DCM Ajit Pawar held two meetings on Tuesday with onion traders from Nashik who have been on strike for over a week now. None of the meetings reached a conclusive decision, although all the stakeholders expressed satisfaction with the positive deliberations. Yet another meeting is planned for Friday (Sept 29). However, even if some resolution to the current stalemate is reached, it is expected to be purely temporary, according to the stakeholders.

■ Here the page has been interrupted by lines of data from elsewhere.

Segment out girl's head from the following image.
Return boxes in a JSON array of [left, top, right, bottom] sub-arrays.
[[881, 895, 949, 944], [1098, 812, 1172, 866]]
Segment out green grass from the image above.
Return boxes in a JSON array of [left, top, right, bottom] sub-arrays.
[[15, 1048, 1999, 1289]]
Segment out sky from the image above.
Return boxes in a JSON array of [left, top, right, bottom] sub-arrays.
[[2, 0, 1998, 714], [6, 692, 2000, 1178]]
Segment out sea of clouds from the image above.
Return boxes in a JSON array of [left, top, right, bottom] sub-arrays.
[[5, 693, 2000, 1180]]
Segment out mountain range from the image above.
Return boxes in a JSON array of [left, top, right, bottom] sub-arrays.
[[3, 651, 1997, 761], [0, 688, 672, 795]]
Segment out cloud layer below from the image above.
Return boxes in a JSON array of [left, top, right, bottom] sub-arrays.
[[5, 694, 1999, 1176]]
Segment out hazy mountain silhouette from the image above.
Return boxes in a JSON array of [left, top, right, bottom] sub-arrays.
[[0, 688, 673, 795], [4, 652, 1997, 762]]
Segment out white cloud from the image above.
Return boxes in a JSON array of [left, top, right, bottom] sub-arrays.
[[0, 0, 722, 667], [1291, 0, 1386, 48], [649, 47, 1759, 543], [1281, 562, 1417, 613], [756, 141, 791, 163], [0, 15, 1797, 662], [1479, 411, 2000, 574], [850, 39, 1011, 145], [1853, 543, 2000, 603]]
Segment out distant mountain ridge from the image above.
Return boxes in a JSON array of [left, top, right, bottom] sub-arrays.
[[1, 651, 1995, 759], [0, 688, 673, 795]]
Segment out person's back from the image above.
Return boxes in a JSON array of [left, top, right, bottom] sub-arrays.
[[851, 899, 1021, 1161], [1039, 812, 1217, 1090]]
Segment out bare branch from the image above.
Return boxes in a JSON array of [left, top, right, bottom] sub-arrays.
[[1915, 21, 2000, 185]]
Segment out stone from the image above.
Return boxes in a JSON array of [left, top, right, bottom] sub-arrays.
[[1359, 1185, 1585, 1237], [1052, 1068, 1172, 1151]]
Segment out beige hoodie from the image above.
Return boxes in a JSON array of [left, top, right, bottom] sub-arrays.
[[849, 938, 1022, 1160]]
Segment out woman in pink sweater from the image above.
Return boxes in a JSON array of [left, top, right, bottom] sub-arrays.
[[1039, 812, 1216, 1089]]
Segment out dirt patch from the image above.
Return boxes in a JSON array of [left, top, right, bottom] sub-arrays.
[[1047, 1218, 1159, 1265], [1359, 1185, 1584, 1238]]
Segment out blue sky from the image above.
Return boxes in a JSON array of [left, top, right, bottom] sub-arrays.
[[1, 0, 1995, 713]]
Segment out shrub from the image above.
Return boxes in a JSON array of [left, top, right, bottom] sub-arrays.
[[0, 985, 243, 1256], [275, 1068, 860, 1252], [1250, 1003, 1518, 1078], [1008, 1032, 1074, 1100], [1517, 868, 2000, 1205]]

Current Policies Hardly benefiting farmers
Due to the current policies employed by the center, farmers hardly benefit regardless of the onion yield. Changing the policies to ensure maximum benefit for farmers would lead to permanent solutions. However, the current policy of imposing a 40% additional export duty has closed off the means of selling the additional produce and has led to a stalemate.
The stakeholders are unhappy that when prices were low throughout the previous year and export promotion measures could have helped, no such steps were taken. The government spent Rs 1.6 lakh crore on the import of edible oils in 2022-23. Similarly, Rs 40,800 crore on fruits, Rs 9429.06 crore on pulses and cereals, Rs 59.040 crore on cashew nuts, Rs 36,080 crore on dry fruits, Rs 2.37 lakh crore on fertilizers, and Rs 48,000 crore on the import of spices.
African countries like Mozambique, Sudan, Tanzania, and Canada are new entrants in the international agro-market who thrive on the export of pulses and cereals to India. Australia and Myanmar are also rapidly rising on the list. Against this backdrop, India's exports of onions and rice are being labeled 'unreliable' due to ever-changing policies regarding imports and exports. Flexibility in policies can be a welcome thing, but knee-jerk reactions would certainly make all stakeholders suffer, according to the stakeholders. This is the key reason why any permanent solution is unlikely.